[fetchmail-devel] [Bug #18853] IMAP IDLE + SSL: Error: re-poll failed

SourceForge Headquarters 1320 Columbia Street Suite 310 San Diego, CA 92101 +1 (858) 422-6466

Bug #18853, was updated on 2013-Jan-03 22:49
Here is a current snapshot of the bug.

Project: fetchmail
Category: None
Status: Open
Resolution: None
Bug Group: None
Priority: 4
Submitted by: w-f
Assigned to : m-a
Summary: IMAP IDLE + SSL: Error: re-poll failed

Details: I use fetchmail with SSL and IMAP IDLE. The IMAP connection freezes after some time and the re-poll failed after 28 min. It looks like there is a ssl socket timeout before a IMAP IDLE re-poll is issued.

-----
Jan  3 20:31:35 mini2 fetchmail[14842]: IMAP> A0005 IDLE
Jan  3 20:31:35 mini2 fetchmail[14842]: IMAP< + OK
Jan  3 20:59:35 mini2 fetchmail[14842]: IMAP> DONE
Jan  3 20:59:35 mini2 fetchmail[14842]: re-poll failed
Jan  3 20:59:35 mini2 fetchmail[14842]: socket error while fetching from web...@fi...@imap.strato.de
Jan  3 20:59:35 mini2 fetchmail[14842]: 6.3.24 querying imap.strato.de (protocol IMAP) at Thu, 03 Jan 2013 20:59:35 +0100 (CET): poll completed
Jan  3 20:59:35 mini2 fetchmail[14842]: Query status=2 (SOCKET)
-----

The re-poll does not fail, when the idle timeout is reduced from 28 min to 10 minutes. This should also fulfil the RFC 2177, because the RFC suggests to re-issue a IDLE command at LEAST every 29 minutes.

RFC 2177 

   "The server MAY consider a client inactive if it has an IDLE command
   running, and if such a server has an inactivity timeout it MAY log
   the client off implicitly at the end of its timeout period.  Because
   of that, clients using IDLE are advised to terminate the IDLE and
   re-issue it at least every 29 minutes to avoid being logged off.
   This still allows a client to receive immediate mailbox updates even
   though it need only "poll" at half hour intervals."
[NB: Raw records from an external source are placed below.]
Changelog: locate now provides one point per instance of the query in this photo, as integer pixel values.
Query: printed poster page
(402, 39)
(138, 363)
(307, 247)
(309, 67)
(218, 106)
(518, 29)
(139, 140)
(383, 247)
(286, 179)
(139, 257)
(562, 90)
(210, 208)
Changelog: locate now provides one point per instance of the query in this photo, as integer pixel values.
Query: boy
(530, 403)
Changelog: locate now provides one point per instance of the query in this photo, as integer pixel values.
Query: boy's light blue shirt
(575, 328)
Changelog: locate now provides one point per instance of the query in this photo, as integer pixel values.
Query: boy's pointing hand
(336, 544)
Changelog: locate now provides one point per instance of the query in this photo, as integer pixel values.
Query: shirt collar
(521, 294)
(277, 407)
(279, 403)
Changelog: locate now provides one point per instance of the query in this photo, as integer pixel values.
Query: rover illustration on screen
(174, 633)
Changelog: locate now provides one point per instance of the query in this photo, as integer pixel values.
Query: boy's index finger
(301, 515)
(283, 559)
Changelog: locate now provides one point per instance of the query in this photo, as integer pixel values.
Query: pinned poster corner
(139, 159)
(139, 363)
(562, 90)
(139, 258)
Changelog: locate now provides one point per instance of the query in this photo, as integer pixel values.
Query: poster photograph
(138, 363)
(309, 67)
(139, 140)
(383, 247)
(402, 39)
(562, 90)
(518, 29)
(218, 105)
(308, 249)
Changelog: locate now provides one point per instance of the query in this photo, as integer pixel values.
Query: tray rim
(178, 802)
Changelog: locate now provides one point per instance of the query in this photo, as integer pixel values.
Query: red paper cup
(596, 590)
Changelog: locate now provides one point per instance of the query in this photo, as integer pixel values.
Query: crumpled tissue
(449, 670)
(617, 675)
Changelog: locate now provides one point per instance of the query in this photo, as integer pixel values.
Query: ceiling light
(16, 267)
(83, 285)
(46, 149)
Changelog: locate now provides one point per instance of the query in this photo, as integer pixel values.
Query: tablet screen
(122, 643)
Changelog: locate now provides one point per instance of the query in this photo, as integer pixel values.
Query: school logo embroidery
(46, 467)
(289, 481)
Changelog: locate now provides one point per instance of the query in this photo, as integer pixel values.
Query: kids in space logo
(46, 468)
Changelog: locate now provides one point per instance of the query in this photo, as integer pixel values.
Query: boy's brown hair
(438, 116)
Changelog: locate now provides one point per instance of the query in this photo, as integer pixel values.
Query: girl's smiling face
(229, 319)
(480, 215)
Other IMAP Clients uses a shorter IDLE re-poll timer or issues a NOOP Command.
Microsoft Outlook:  10 min
Apple Mail:  IMAP NOOP every 1 minute (RFC 3501: "The NOOP command can also be used to reset any inactivity autologout timer on the server.")

------
Patch (Reduce  idle_timeout  to 600)
diff fetchmail-6.3.24-patched/imap.c fetchmail-6.3.24/imap.c 
718,719c718
< 	/* mytimeout = idle_timeout = 1680; */ /* 28 min */
<         mytimeout = idle_timeout = 600;  /* reduce to 10 min to prevent ssl socket timeout */
---
> 	mytimeout = idle_timeout = 1680; /* 28 min */

Enviroment:
fetchmail 6.3.24
OS:  Mac OS 10.7.5
IMAP Server:  Provider Strato (imap.strato.de)

---
Best regards,
Wolfgang

Follow-Ups:

Date: 2013-Dec-13 00:51
By: m-a

Comment:
It's six unanswered probes, of course.
-------------------------------------------------------

Date: 2013-Dec-13 00:47
By: m-a

Comment:
Well, it's quite clear from the tcpdump logs that the server has silently gone down, i. e. there was not the usual FIN / FIN|ACK handshake to shut down the connection orderly.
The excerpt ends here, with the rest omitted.